Drains which are actuated by application of tubing pressure are the most commonly used. These drains utilize hydraulically actuated rupture disks or pins and require the application of pressure to the tubing at the surface. Once the pressure at the tubing drain reaches a certain pressure, the disk or pins rupture. As the fluid drains from the tubing, the respective fluid levels in the tubing and in the casing-tubing annulus equalize. Like the tubing drain described above, which is actuated by tubing manipulation, the drains which utilize rupture disks and pins can only be used one time and thereafter the drain must be pulled out of the well to be serviced with the installation of new rupture disks or pins.

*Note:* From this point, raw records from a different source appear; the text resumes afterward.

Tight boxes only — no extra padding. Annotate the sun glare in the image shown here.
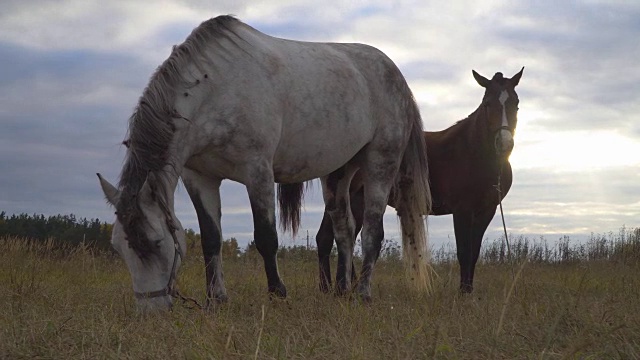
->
[510,129,640,171]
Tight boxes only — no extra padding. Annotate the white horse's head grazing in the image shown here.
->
[98,172,186,312]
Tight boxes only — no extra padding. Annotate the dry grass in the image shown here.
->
[0,239,640,359]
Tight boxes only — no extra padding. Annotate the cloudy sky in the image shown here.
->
[0,0,640,252]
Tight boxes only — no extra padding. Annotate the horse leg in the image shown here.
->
[453,211,474,293]
[245,165,287,297]
[322,164,357,295]
[469,206,496,292]
[316,211,333,293]
[182,168,227,306]
[351,188,364,284]
[358,160,399,302]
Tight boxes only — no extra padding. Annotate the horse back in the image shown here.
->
[424,128,513,215]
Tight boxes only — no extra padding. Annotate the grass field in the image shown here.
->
[0,238,640,359]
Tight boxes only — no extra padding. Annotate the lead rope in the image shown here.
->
[496,169,517,293]
[163,207,204,310]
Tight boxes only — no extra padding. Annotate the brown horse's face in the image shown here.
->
[473,68,524,158]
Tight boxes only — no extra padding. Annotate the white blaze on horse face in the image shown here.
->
[111,211,186,313]
[496,90,514,154]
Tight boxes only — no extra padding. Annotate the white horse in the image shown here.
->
[98,16,430,310]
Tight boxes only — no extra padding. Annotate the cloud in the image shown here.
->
[0,0,640,253]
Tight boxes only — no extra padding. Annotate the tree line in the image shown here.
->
[0,211,112,250]
[0,211,226,254]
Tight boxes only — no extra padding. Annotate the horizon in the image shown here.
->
[0,0,640,247]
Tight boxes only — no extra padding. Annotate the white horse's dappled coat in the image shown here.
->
[101,16,429,308]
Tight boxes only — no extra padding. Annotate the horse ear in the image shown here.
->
[96,173,120,206]
[471,70,490,88]
[511,66,524,87]
[138,171,157,203]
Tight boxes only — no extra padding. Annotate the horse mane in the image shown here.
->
[116,15,239,258]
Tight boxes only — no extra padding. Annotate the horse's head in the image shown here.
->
[472,67,524,158]
[98,172,186,312]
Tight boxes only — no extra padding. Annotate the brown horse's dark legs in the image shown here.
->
[469,206,496,290]
[453,207,496,293]
[316,212,333,293]
[453,212,473,293]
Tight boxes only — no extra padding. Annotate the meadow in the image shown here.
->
[0,229,640,359]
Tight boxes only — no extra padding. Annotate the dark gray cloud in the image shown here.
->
[0,0,640,253]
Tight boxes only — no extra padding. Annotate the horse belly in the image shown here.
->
[273,124,371,183]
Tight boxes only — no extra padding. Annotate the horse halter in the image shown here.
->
[482,101,515,157]
[133,202,183,300]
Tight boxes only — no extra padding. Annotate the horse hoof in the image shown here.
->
[333,284,351,297]
[269,283,287,299]
[213,294,229,304]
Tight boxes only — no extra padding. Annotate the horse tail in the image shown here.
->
[277,183,304,237]
[394,96,433,292]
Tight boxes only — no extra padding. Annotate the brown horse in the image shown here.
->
[316,68,524,293]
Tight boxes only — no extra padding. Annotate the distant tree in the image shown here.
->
[222,237,240,259]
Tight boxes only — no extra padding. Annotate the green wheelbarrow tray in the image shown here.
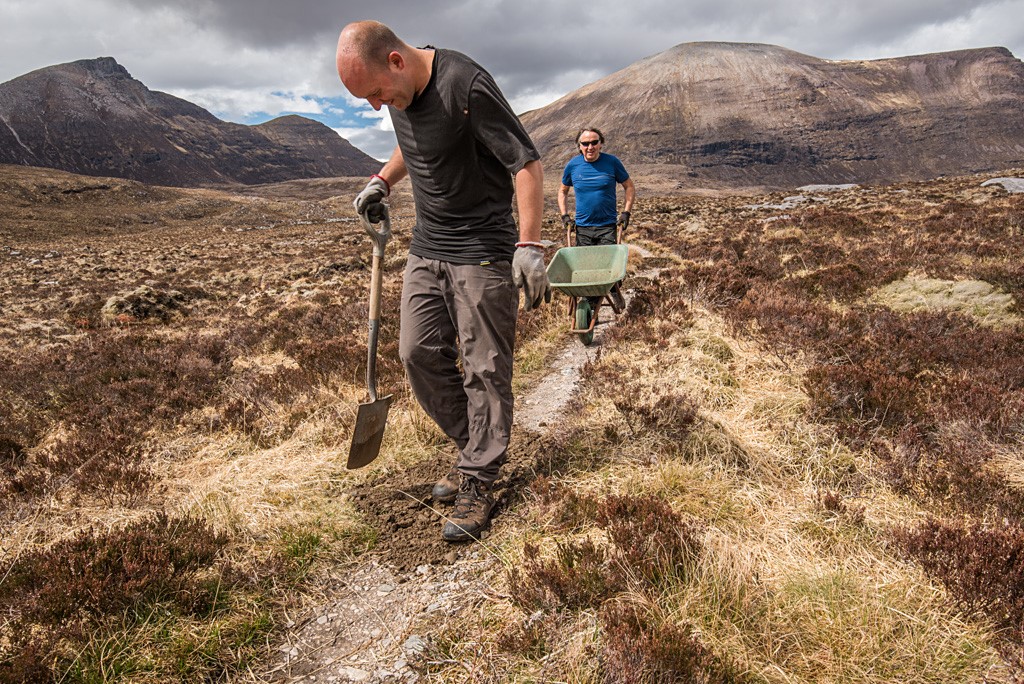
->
[548,244,630,345]
[548,245,630,297]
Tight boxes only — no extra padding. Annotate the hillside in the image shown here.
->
[0,57,380,186]
[522,43,1024,188]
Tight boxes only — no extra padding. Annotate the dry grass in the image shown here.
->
[0,166,1024,683]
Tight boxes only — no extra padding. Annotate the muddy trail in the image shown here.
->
[261,247,658,683]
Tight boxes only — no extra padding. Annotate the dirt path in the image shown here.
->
[260,246,657,684]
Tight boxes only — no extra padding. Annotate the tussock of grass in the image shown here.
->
[423,276,999,683]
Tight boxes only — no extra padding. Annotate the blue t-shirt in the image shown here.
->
[562,153,630,226]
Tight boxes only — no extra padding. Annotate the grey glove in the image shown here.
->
[512,245,551,311]
[618,211,630,230]
[352,176,391,223]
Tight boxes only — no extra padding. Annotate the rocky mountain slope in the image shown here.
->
[0,57,380,186]
[522,43,1024,188]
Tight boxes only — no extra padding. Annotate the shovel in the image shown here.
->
[347,206,391,470]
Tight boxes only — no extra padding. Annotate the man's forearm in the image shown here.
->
[623,178,637,211]
[515,161,544,243]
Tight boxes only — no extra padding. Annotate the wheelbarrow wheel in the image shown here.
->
[577,297,594,345]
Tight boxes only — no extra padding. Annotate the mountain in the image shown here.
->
[522,43,1024,188]
[0,57,380,186]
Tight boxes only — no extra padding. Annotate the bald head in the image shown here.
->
[337,22,433,110]
[338,22,409,72]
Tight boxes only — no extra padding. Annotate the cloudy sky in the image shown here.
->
[0,0,1024,159]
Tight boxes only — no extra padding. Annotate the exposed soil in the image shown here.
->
[267,259,658,682]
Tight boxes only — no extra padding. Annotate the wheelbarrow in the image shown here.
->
[548,244,630,345]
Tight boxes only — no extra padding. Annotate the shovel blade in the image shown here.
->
[346,394,392,470]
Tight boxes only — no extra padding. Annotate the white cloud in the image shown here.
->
[170,88,325,121]
[334,119,398,162]
[0,0,1024,156]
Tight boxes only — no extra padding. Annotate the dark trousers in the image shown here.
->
[398,255,519,482]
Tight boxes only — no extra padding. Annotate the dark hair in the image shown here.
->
[577,126,604,147]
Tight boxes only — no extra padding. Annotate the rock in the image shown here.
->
[981,178,1024,195]
[797,183,857,193]
[401,634,427,653]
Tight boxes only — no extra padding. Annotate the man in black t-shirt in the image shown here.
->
[337,22,551,542]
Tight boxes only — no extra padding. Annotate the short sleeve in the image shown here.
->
[469,72,541,174]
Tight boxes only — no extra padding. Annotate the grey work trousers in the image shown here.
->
[398,254,519,482]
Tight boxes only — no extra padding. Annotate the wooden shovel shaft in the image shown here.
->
[367,253,383,401]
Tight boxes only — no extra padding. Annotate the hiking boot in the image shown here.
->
[430,468,462,504]
[441,477,495,542]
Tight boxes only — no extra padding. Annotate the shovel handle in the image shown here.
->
[359,206,391,401]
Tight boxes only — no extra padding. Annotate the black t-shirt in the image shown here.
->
[390,49,541,264]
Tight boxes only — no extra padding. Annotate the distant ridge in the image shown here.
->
[522,43,1024,187]
[0,57,380,186]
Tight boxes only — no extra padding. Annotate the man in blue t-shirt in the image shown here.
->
[558,128,636,308]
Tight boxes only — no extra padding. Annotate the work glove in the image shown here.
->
[512,243,551,311]
[352,175,391,223]
[618,211,630,232]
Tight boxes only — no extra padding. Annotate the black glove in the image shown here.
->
[352,176,391,223]
[618,211,630,231]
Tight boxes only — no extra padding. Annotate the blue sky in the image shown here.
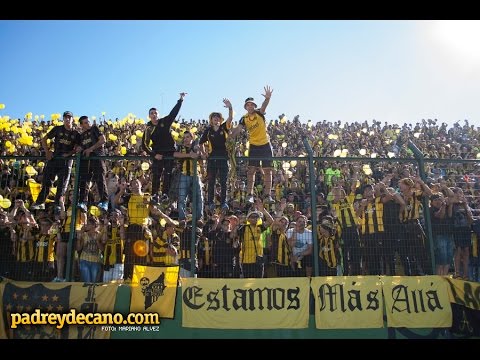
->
[0,20,480,126]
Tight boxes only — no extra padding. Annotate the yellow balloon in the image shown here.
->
[90,205,102,217]
[133,240,147,257]
[0,199,12,209]
[25,165,38,176]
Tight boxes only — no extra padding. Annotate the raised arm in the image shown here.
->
[223,98,233,129]
[260,85,273,114]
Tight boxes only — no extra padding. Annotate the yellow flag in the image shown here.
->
[382,275,452,328]
[130,265,179,319]
[311,276,383,329]
[28,179,42,201]
[182,277,310,329]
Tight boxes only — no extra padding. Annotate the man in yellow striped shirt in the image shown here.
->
[232,85,275,204]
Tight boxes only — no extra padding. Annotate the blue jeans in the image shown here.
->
[178,174,203,220]
[80,260,101,283]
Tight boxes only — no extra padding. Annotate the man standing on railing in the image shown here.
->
[142,92,187,205]
[30,111,80,214]
[232,85,275,204]
[77,115,108,213]
[199,99,235,212]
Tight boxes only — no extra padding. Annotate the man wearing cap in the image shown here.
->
[233,208,273,278]
[30,111,80,213]
[78,115,108,212]
[199,99,233,211]
[232,85,275,203]
[142,92,187,204]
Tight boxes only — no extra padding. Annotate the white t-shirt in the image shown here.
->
[287,229,313,256]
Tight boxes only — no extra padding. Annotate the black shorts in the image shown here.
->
[248,142,273,168]
[61,232,70,243]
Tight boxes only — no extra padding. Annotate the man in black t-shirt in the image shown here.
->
[142,92,187,204]
[30,111,80,213]
[199,99,233,212]
[78,115,108,212]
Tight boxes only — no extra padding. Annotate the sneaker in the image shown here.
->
[97,201,108,212]
[265,195,275,204]
[150,194,160,206]
[53,205,62,215]
[30,204,45,210]
[160,194,168,204]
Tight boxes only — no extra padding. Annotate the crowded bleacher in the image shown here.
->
[0,99,480,282]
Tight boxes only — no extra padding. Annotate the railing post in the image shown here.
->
[408,140,435,274]
[303,137,320,276]
[190,159,201,277]
[64,153,81,281]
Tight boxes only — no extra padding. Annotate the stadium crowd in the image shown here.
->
[0,97,480,282]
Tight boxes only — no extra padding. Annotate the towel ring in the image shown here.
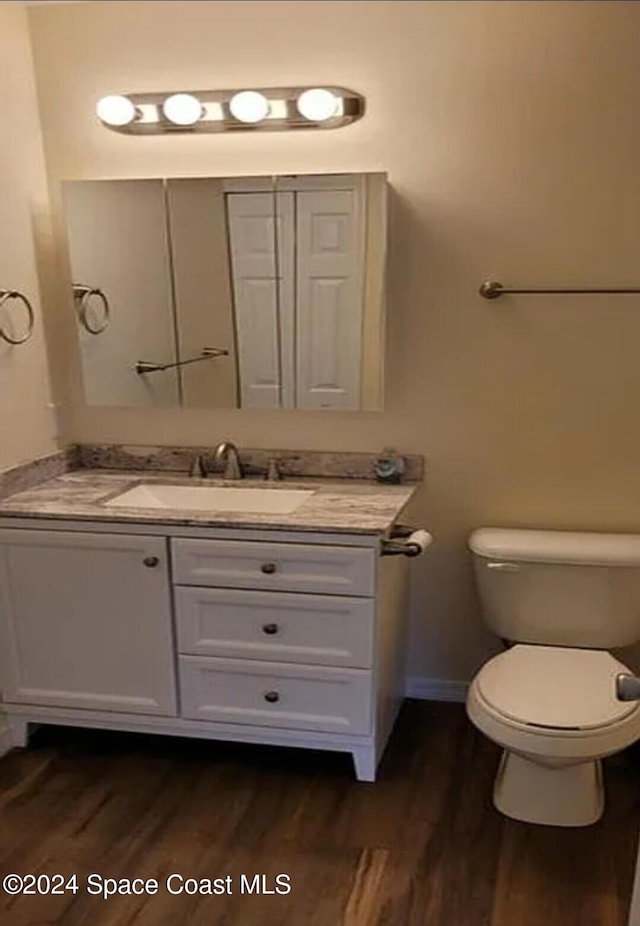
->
[0,289,35,344]
[73,283,111,334]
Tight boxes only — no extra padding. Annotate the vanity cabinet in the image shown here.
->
[0,530,177,716]
[0,520,407,781]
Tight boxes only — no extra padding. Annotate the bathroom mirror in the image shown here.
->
[63,173,387,410]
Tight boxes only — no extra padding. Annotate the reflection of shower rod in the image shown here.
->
[135,347,229,374]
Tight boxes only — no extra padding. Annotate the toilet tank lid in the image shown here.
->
[469,527,640,566]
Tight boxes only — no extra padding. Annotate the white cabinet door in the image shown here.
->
[296,188,364,408]
[227,192,294,408]
[0,529,176,716]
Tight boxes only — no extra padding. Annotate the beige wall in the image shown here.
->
[27,0,640,679]
[0,3,55,469]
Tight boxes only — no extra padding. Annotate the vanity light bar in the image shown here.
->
[96,87,364,135]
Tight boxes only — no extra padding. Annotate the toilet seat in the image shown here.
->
[474,644,639,736]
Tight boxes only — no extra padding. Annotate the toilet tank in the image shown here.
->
[469,528,640,649]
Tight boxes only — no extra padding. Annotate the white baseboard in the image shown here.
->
[404,675,469,703]
[0,721,13,756]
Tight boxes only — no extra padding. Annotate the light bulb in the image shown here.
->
[162,93,203,125]
[229,90,269,122]
[96,94,136,125]
[296,87,340,122]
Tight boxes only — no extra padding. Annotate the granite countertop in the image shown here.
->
[0,469,418,536]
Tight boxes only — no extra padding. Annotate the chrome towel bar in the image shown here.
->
[135,347,229,375]
[478,280,640,299]
[0,289,35,344]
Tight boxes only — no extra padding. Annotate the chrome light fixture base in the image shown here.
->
[96,85,365,135]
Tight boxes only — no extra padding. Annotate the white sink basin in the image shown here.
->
[104,483,314,514]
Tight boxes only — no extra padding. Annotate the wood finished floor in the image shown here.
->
[0,702,640,926]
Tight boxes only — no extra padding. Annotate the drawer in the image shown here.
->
[178,656,372,734]
[172,538,376,597]
[175,585,374,668]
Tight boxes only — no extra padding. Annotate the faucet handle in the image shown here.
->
[189,453,207,479]
[265,457,282,482]
[223,453,242,479]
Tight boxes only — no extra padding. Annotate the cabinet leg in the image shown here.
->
[351,746,377,781]
[7,717,29,748]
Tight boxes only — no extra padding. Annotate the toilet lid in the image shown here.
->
[476,645,638,730]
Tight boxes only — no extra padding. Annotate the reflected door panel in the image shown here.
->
[296,189,364,408]
[227,193,293,408]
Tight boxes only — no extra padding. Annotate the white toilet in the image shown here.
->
[467,528,640,826]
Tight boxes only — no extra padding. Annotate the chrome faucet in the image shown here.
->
[213,441,243,479]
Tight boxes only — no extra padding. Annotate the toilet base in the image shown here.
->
[493,750,604,826]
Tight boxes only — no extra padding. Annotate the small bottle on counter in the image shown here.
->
[373,447,404,485]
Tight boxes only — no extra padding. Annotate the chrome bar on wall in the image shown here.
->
[135,347,229,375]
[478,280,640,299]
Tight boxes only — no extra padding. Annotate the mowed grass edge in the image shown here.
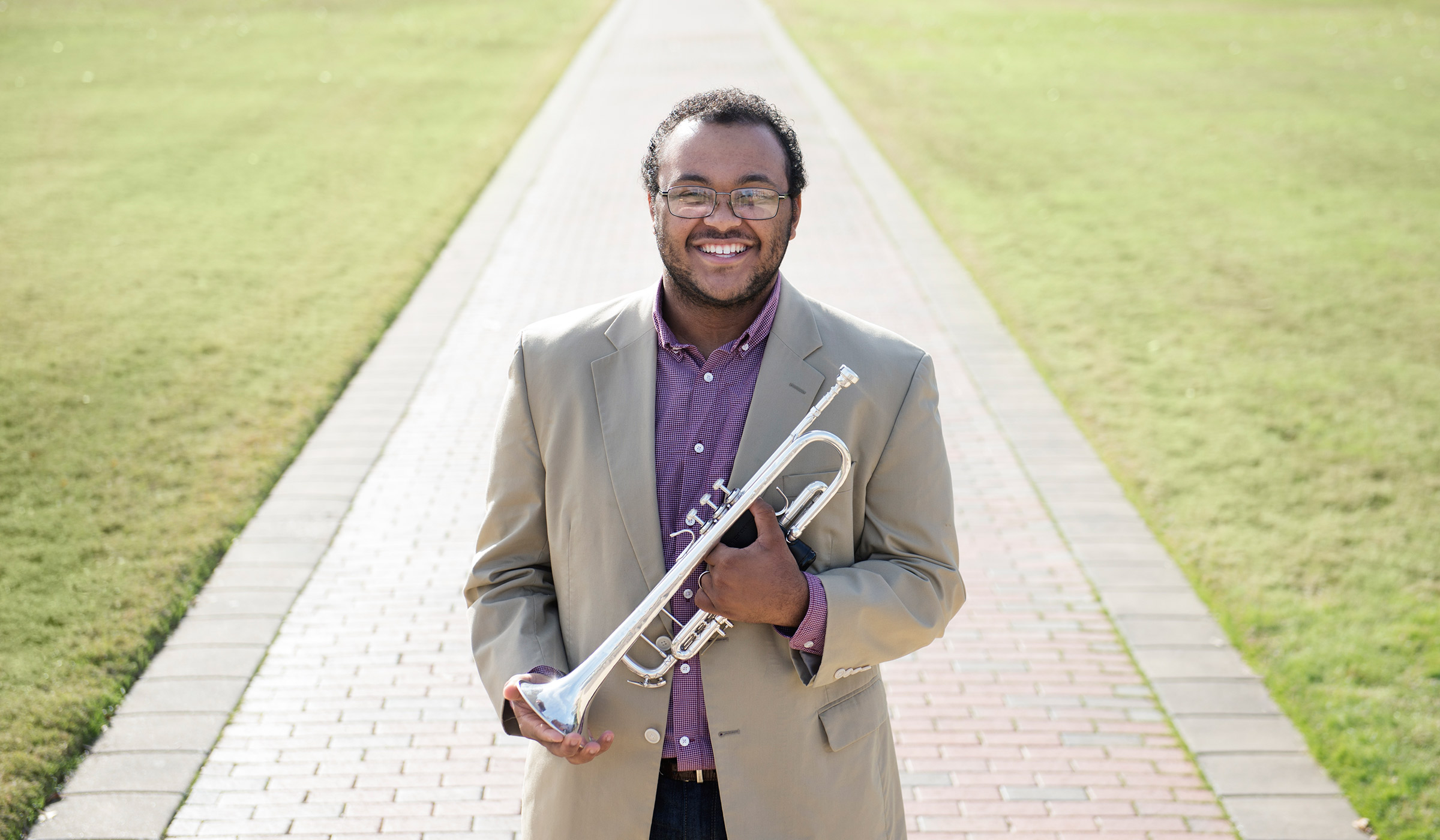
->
[0,0,606,840]
[775,0,1440,840]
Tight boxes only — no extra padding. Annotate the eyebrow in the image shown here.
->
[671,172,779,187]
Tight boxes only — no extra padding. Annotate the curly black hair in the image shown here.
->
[640,88,805,196]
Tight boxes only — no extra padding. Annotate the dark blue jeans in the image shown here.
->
[649,776,726,840]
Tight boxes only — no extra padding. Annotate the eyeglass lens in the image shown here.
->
[665,187,781,222]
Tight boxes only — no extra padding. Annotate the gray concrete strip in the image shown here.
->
[65,749,206,796]
[30,0,636,840]
[1196,752,1335,797]
[30,794,181,840]
[91,712,229,755]
[1172,715,1307,755]
[1225,796,1376,840]
[752,0,1362,840]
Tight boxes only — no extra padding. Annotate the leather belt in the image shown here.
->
[659,758,720,782]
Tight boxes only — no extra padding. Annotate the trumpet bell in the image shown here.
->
[520,676,587,735]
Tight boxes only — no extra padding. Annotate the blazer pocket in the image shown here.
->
[820,676,890,752]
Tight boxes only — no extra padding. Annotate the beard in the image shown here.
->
[655,214,791,310]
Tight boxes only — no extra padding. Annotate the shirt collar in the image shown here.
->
[654,275,781,359]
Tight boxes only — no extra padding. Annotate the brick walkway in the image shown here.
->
[152,0,1232,840]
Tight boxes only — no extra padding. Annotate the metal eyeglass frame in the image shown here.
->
[659,184,791,222]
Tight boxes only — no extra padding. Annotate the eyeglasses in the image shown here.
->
[659,186,789,222]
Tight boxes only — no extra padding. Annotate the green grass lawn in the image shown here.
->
[776,0,1440,840]
[0,0,605,839]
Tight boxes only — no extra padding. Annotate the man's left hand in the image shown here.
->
[695,499,809,627]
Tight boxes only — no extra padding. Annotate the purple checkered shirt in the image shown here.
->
[655,283,825,769]
[533,283,827,769]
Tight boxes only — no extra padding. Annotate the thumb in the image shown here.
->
[750,499,785,548]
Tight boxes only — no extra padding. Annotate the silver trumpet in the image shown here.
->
[520,365,860,735]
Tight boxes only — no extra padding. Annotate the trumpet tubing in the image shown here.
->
[520,365,860,735]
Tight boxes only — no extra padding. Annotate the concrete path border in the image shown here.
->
[29,3,625,840]
[750,0,1364,840]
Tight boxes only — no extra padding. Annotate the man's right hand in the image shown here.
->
[504,674,615,764]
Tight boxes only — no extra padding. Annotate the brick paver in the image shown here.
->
[152,0,1250,840]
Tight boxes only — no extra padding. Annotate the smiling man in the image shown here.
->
[465,89,965,840]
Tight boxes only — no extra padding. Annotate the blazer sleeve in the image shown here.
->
[465,340,569,735]
[792,356,965,687]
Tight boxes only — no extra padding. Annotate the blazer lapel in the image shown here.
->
[730,277,828,487]
[590,295,665,588]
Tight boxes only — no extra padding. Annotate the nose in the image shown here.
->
[706,193,742,230]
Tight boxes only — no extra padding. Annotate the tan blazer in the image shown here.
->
[465,280,965,840]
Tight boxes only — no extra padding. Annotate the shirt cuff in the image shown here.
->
[775,572,828,656]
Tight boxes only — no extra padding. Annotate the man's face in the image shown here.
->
[649,119,800,308]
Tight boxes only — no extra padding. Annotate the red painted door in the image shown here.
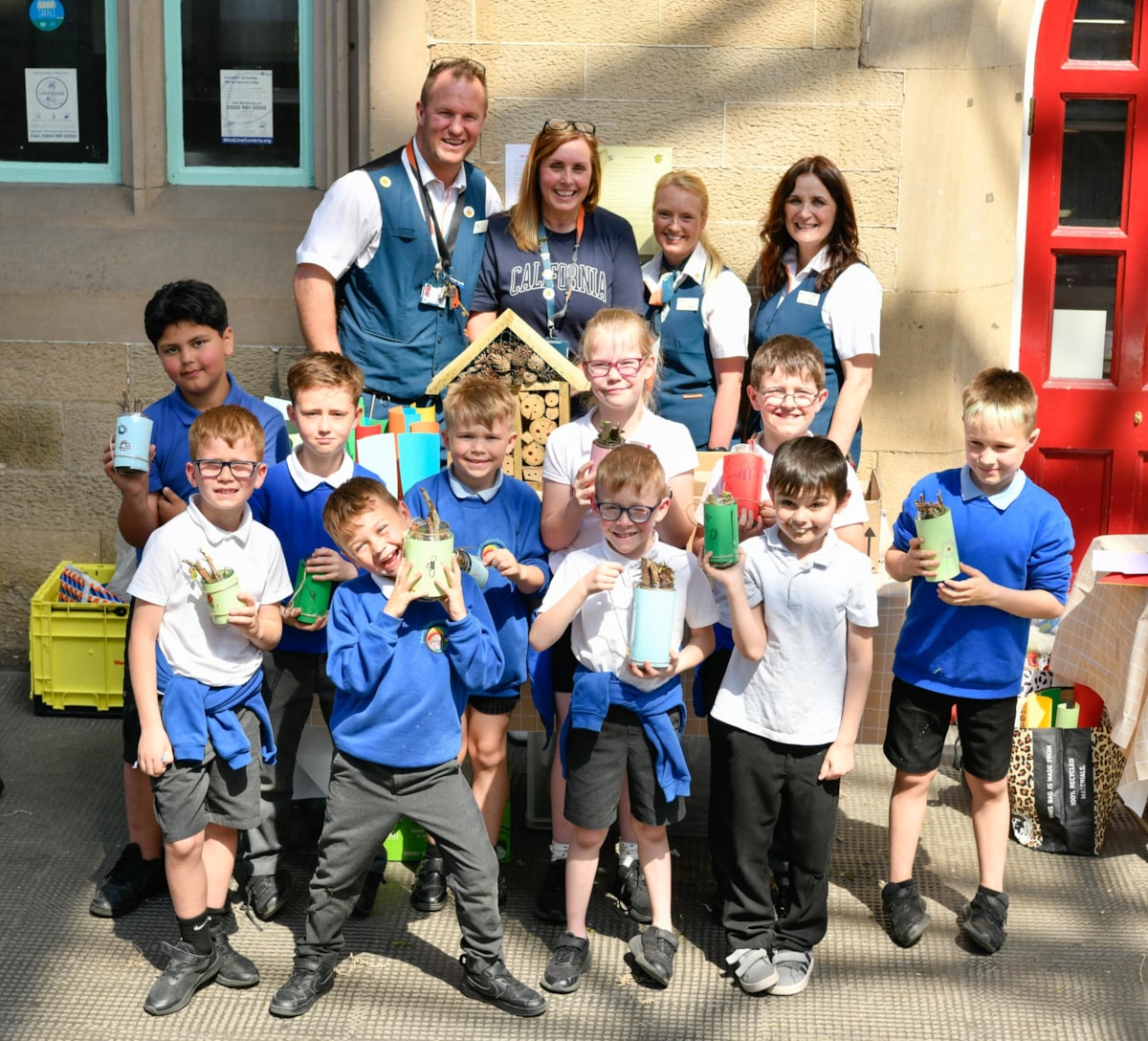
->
[1021,0,1148,564]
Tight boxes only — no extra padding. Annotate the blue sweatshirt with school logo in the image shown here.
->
[327,575,504,769]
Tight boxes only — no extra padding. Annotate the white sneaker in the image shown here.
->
[725,947,777,994]
[769,950,813,997]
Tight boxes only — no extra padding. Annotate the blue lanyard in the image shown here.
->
[539,207,585,339]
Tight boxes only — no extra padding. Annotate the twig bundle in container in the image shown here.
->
[111,389,151,476]
[913,489,960,582]
[701,491,740,568]
[629,557,677,669]
[403,488,454,600]
[184,548,242,627]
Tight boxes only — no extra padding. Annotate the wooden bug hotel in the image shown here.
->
[427,311,590,493]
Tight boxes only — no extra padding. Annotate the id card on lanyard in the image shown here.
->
[407,140,469,318]
[539,207,585,357]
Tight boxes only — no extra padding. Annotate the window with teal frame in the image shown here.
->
[162,0,315,188]
[0,0,120,184]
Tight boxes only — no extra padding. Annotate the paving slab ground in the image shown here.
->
[0,673,1148,1041]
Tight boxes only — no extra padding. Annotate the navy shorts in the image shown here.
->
[885,676,1016,781]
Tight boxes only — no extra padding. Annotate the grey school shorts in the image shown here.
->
[563,705,685,830]
[151,708,263,842]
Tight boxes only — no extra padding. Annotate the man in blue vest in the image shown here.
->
[294,57,501,416]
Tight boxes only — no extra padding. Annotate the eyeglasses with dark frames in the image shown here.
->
[595,496,670,524]
[541,120,598,138]
[762,387,817,409]
[191,459,259,481]
[427,57,487,76]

The hydraulically actuated drains have a further disadvantage in that the drains can be inadvertently actuated. In such cases, the production equipment—usually comprising a rod string, downhole pump, and tubing string—becomes inoperable and must be removed to change out the hydraulic drain. Unintentional rupturing of the disk or shear pins can be caused, of course, by the pressuring up of the tubing by some event, such as the accidental closing of a valve on a surface production line. However, other phenomena may also rupture the disk or shear pins. For example, the movement of rod couplings within the tubing string presents a potential mechanism for rupturing the disk. Physical contact between a rod coupling and the disk can cause rupturing of the disk by the impact by the coupling upon the disk. In addition, the motion of the coupling in close proximity to the hydraulic drain can cause a localized pressure spike resulting from the piston effect of the coupling inside or adjacent to the drain. The likelihood of such premature rupturing of the disk increases with the decrease in clearance between the rod coupling and the inside diameter of the hydraulic drain.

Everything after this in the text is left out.